How is human chorionic gonadotrophin controlled?
Human chorionic gonadotrophin is produced by the trophoblast cells which surround the developing embryo at approximately day five of pregnancy. The amount of human chorionic gonadotrophin in the bloodstream doubles every 2-3 days as development of the embryo and placenta continue, and levels peak at around six weeks of pregnancy. Following this peak, levels of human chorionic gonadotrophin fall (although they remain detectable throughout pregnancy). Once the placenta is established, it becomes the main source of progesterone production (around week 12 of pregnancy), and human chorionic gonadotrophin is no longer required to maintain ovarian function. However, human chorionic gonadotrophin may have additional beneficial effects in the latter stages of pregnancy; such roles are currently being investigated by researchers.

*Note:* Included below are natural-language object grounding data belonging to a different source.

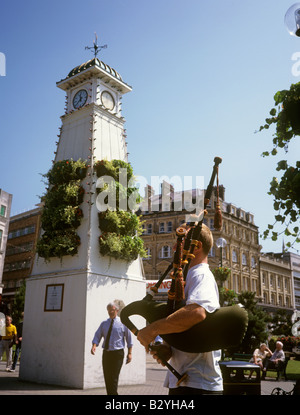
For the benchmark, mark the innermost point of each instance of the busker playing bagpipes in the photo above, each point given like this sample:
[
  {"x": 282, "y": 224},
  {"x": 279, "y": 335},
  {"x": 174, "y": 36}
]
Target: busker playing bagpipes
[{"x": 202, "y": 297}]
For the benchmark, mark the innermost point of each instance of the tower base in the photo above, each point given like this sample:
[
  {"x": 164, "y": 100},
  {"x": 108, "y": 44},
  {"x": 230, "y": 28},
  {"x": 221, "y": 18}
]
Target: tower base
[{"x": 62, "y": 313}]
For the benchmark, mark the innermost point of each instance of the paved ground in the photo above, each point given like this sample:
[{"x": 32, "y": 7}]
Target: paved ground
[{"x": 155, "y": 374}]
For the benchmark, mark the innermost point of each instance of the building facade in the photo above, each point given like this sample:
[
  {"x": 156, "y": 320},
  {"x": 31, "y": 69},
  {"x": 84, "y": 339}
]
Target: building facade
[
  {"x": 276, "y": 284},
  {"x": 270, "y": 278},
  {"x": 5, "y": 207},
  {"x": 21, "y": 244}
]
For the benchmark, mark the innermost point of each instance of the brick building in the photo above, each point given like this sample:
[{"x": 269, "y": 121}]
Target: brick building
[{"x": 22, "y": 237}]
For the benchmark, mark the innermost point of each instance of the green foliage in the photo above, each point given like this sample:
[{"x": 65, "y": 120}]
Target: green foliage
[
  {"x": 61, "y": 214},
  {"x": 112, "y": 169},
  {"x": 281, "y": 323},
  {"x": 221, "y": 274},
  {"x": 257, "y": 323},
  {"x": 286, "y": 190},
  {"x": 120, "y": 228}
]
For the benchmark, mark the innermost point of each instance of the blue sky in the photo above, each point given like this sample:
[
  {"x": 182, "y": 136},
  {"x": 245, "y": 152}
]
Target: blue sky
[{"x": 203, "y": 75}]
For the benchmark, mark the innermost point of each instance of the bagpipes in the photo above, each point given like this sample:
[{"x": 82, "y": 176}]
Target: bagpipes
[{"x": 223, "y": 328}]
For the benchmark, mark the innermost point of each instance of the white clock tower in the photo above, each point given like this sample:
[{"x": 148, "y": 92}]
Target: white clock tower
[{"x": 66, "y": 299}]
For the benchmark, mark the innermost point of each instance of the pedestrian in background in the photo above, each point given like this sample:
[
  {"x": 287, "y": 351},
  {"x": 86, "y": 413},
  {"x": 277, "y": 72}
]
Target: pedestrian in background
[
  {"x": 115, "y": 334},
  {"x": 18, "y": 344}
]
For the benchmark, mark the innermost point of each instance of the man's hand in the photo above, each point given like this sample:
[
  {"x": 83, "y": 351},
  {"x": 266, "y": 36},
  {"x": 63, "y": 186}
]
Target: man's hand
[
  {"x": 93, "y": 350},
  {"x": 146, "y": 336}
]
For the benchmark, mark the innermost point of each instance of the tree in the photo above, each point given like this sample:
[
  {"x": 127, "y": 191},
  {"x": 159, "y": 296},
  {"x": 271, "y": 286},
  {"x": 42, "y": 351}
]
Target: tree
[{"x": 286, "y": 190}]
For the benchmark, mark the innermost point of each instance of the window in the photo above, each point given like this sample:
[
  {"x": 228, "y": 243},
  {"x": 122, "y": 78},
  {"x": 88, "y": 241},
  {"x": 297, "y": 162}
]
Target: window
[{"x": 165, "y": 252}]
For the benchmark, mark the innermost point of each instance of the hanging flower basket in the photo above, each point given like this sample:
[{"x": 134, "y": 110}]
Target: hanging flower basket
[
  {"x": 121, "y": 229},
  {"x": 221, "y": 274},
  {"x": 61, "y": 214}
]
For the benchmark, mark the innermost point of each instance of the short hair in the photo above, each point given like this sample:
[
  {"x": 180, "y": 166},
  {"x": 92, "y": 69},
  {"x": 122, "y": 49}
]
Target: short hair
[{"x": 112, "y": 304}]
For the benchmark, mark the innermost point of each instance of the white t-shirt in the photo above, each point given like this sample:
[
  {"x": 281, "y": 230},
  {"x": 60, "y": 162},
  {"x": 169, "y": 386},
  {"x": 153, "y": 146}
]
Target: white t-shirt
[{"x": 203, "y": 369}]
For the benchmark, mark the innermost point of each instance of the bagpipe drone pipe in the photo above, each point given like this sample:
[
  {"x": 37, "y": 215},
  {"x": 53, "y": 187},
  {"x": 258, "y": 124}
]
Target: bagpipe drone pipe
[{"x": 223, "y": 328}]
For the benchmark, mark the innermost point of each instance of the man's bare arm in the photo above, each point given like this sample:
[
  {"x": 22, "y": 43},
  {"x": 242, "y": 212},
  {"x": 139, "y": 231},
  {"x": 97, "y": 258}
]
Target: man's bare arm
[{"x": 181, "y": 320}]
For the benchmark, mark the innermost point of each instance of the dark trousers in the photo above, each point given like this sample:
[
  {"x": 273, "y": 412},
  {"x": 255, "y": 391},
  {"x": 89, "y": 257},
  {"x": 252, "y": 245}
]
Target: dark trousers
[
  {"x": 16, "y": 355},
  {"x": 185, "y": 390},
  {"x": 112, "y": 363}
]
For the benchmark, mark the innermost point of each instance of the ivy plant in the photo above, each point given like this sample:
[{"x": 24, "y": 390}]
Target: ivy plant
[
  {"x": 61, "y": 214},
  {"x": 120, "y": 229}
]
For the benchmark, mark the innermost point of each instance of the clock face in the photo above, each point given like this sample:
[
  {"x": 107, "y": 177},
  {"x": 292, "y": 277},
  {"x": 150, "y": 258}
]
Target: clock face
[
  {"x": 80, "y": 98},
  {"x": 107, "y": 100}
]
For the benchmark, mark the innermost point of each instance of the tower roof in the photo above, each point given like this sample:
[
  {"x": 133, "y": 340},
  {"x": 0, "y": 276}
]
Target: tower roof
[
  {"x": 94, "y": 62},
  {"x": 94, "y": 66}
]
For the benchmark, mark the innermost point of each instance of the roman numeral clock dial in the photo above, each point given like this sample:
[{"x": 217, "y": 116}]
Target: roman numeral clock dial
[{"x": 80, "y": 99}]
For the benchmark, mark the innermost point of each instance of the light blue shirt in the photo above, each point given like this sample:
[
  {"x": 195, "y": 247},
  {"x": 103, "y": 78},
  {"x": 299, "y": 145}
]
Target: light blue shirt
[{"x": 119, "y": 334}]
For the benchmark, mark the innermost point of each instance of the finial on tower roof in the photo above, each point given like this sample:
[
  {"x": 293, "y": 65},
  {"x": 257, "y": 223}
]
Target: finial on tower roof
[{"x": 96, "y": 47}]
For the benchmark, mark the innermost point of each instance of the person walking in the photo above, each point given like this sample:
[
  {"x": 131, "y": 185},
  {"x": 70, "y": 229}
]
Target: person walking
[
  {"x": 115, "y": 334},
  {"x": 7, "y": 341},
  {"x": 18, "y": 345}
]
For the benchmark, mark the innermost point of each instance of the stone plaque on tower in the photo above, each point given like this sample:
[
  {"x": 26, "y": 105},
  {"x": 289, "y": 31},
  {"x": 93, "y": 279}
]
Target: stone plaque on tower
[{"x": 66, "y": 295}]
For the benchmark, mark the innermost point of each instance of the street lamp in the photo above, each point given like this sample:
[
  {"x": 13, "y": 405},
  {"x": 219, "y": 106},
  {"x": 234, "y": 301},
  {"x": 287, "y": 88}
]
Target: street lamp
[
  {"x": 221, "y": 243},
  {"x": 292, "y": 20}
]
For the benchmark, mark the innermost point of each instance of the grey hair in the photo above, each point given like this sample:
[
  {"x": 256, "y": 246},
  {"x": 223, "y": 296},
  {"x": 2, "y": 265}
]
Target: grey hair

What happens if I have too much human chorionic gonadotrophin?
There is no strong evidence that high levels of human chorionic gonadotrophin cause direct negative consequences. Very high levels of human chorionic gonadotrophin are rare but can indicate hyper-proliferation of the placenta (also referred to as hydatidiform moles or molar pregnancies) which can lead to cancer (choriocarcinomas) in some cases. Levels of human chorionic gonadotrophin may also be elevated sometimes in association with some non-pregnancy related cancers (eg kidney, breast, lung and gastrointestinal tract). In such cases, levels of human chorionic gonadotrophin in the blood/urine can serve as a tumour marker.

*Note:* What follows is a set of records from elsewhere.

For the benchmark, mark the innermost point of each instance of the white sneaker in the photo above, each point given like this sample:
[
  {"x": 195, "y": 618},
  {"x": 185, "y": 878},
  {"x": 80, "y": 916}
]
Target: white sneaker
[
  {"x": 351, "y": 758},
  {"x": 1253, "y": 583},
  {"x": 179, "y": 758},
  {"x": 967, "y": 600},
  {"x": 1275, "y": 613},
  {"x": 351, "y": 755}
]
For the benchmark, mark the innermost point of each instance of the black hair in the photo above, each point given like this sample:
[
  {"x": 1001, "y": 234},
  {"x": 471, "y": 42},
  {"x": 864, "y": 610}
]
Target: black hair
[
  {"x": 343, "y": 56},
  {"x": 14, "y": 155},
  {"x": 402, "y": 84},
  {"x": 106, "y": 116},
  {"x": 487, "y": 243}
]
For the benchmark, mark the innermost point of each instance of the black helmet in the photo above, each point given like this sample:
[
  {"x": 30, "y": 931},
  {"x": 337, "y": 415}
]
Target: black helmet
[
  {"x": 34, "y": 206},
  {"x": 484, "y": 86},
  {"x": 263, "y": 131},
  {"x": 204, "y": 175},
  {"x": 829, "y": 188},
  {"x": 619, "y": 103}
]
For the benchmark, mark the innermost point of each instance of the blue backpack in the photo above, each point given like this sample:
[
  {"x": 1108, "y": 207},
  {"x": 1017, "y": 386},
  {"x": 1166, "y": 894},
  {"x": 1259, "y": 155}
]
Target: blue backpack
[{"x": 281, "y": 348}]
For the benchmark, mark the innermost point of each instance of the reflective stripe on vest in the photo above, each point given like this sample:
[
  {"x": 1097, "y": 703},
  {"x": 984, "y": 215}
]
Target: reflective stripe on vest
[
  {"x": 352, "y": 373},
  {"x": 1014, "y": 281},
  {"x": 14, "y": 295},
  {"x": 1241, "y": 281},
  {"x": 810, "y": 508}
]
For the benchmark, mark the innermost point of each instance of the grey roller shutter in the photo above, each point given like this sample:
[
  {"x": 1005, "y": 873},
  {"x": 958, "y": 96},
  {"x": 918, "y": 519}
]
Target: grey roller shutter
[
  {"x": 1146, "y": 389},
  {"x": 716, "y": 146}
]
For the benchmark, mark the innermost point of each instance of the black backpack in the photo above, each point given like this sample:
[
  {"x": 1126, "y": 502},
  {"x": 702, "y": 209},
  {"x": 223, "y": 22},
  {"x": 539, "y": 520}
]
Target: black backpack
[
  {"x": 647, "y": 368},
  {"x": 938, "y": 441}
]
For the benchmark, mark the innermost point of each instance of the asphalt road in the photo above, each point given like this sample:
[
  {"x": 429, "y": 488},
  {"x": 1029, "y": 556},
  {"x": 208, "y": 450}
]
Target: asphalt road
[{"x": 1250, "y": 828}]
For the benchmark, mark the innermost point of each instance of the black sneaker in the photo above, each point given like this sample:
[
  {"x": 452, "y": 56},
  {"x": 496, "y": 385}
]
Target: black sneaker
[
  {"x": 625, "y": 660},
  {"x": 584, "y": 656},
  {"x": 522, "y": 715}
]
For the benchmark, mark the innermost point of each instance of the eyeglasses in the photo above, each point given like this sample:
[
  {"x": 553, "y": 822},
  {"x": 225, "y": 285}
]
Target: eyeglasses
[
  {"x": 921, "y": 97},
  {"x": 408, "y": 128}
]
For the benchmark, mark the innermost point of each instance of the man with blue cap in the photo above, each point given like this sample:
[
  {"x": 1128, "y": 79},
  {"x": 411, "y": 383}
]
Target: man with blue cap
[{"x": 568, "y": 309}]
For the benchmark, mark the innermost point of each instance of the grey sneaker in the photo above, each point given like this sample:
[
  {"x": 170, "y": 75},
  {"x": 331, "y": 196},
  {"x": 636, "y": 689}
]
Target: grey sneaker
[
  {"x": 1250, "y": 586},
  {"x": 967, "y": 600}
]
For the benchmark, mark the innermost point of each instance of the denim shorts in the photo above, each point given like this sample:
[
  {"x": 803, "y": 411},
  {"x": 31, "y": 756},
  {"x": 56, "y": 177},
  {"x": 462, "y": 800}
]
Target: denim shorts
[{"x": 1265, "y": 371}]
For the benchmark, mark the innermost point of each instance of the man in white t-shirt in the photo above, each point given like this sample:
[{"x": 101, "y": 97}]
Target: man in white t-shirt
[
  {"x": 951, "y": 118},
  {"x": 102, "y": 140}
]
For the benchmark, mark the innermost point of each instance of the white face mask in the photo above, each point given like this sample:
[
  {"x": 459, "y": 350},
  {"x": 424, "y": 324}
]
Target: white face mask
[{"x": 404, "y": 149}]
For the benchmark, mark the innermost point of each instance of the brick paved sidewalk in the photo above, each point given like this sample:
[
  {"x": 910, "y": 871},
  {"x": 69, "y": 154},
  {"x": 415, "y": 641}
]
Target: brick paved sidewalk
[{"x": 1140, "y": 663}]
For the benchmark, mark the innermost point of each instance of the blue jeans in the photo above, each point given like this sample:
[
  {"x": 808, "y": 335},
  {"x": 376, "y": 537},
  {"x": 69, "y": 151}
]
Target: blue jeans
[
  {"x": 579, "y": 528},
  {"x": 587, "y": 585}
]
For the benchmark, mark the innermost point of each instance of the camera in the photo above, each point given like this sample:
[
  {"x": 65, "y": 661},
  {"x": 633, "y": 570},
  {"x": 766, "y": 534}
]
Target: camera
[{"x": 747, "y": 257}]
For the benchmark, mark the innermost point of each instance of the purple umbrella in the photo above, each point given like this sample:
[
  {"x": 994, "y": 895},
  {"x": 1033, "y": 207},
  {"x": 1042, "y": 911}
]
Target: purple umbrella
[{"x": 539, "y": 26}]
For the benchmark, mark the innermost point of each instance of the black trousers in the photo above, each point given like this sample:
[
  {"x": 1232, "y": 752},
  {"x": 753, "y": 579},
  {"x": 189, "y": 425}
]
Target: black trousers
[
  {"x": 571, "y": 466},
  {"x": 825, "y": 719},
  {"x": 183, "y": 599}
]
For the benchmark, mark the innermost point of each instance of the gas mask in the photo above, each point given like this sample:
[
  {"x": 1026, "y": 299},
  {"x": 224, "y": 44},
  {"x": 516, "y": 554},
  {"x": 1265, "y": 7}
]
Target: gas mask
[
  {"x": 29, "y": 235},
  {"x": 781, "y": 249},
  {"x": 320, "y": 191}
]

In pregnancy, a link between high levels of human chorionic gonadotrophin and occurrence of Down’s syndrome has also been suggested. Studies have shown that the levels of human chorionic gonadotrophin in a Down’s syndrome pregnancy are approximately twice that of an unaffected pregnancy. However, this is a correlation and does not mean that high levels of human chorionic gonadotrophin cause Down’s syndrome; further research is needed to investigate this link.
What happens if I have too little human chorionic gonadotrophin?
Low levels of human chorionic gonadotrophin can indicate a failing pregnancy. Reduced levels of human chorionic gonadotrophin are often observed in ectopic pregnancies (where the embryo implants outside of the uterus) or in miscarriages.